Aufgebot absurder Schachfiguren
Surreales Tanzstück über Diktaturen im Forum Ludwigsburg
In Demis Volpis Handlungsballett „Geschlossene Spiele“ für das Ballett am Rhein tummeln sich eine ganze Reihe skurriler Personen auf der Bühne. Ein Richter, der pedantisch Möhren abwiegt, ein weiß gewandeter Gast, der mit Gegenständen wie Schachfiguren Gott spielt, aus der Zeit gefallene Kaffeehauskellner und sogar ein Hühnchen. Nichts funktioniert wie es soll in diesem kafkaesken, argentinischen Lokal. Koffer werden vergeblich aufgeben, eine Touristin scheitert mit ihren Bestellungen an der Sprache, und zwei junge Revolutionäre mit Flugblättern agieren planlos.
Demis Volpi ist seit Beginn der Spielzeit 2020/21 Ballettdirektor und Chefchoreograph des Balletts am Rhein und damit Nachfolger von Martin Schläpfer. Bis 2017 war er Hauschoreograf des Stuttgarter Balletts. Die Zuschauer kennen ihn zum Beispiel von seinem gefeierten ersten Handlungsballett „Krabat“ von 2013. Auch als Opernregisseur trat er in Erscheinung und inszenierte in Koproduktion der Staatsoper Stuttgart, des Stuttgarter Balletts und der John Cranko Schule 2017 Benjamin Brittens „Tod in Venedig“. Der mehrfach ausgezeichnete Choreograf (2014 erhielt er zum Beispiel den Deutschen Tanzpreis Zukunft, 2019 bei der Konex Award Preisverleihung in Buenos Aires das Merit Diploma) hat außerdem für mehrere amerikanische Kompanien wie für das American Ballet Theatre und das Ballet de Santiago de Chile Choreografien geschaffen.
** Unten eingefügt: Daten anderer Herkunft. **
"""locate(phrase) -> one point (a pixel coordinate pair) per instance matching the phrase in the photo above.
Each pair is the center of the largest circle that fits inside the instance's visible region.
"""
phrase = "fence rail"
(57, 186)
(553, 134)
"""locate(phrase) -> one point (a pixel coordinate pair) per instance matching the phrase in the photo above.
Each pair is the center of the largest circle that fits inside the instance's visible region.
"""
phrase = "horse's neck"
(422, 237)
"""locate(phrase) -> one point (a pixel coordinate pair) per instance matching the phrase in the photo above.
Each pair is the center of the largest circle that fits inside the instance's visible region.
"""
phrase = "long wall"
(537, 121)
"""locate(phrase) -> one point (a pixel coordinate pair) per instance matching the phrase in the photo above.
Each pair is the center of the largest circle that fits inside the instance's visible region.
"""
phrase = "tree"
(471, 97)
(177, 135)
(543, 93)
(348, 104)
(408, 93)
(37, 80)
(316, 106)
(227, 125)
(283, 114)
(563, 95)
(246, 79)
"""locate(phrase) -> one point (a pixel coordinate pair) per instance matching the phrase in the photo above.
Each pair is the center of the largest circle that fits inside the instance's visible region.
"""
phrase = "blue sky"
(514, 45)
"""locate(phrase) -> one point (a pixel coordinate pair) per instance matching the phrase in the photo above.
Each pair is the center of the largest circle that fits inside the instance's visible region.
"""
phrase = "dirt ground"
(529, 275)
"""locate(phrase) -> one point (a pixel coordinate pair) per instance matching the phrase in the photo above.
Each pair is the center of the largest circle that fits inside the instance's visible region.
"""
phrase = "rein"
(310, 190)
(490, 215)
Sein aktuelles Stück „Geschlossene Spiele“ fußt auf dem Stück „Nada a Pehuajó“ von Julio Cortázar, das auf absurde Weise die Militärdiktatur von J. R. Videla auseinandernimmt. Wie ist das Team auf das ungewöhnliche Stück verfallen? „Wir hatten bereits vorher oft über den magischen Realismus gesprochen“, erinnert sich der Dramaturg Maurice Lenhard. Der in Argentinien gebürtige Demis Volpi dachte an Jorge Luis Borges, Lenhard brachte Julio Cortázar ins Spiel. Dann stießen sie auf „Nada a Pehuajó“. „Nach ein paar Seiten war mir schnell klar, dass das etwas sein könnte“, so Lenhard. Als das Stück sie auf Anhieb zu einer dreistündigen Diskussion anregte, waren sich Volpi, er, die Bühnenbildnerin Heike Scheele und Katharina Schlipf, die schon Krabat ausgestattet hatte und sich für die Kostüme verantwortlich zeichnet, sicher.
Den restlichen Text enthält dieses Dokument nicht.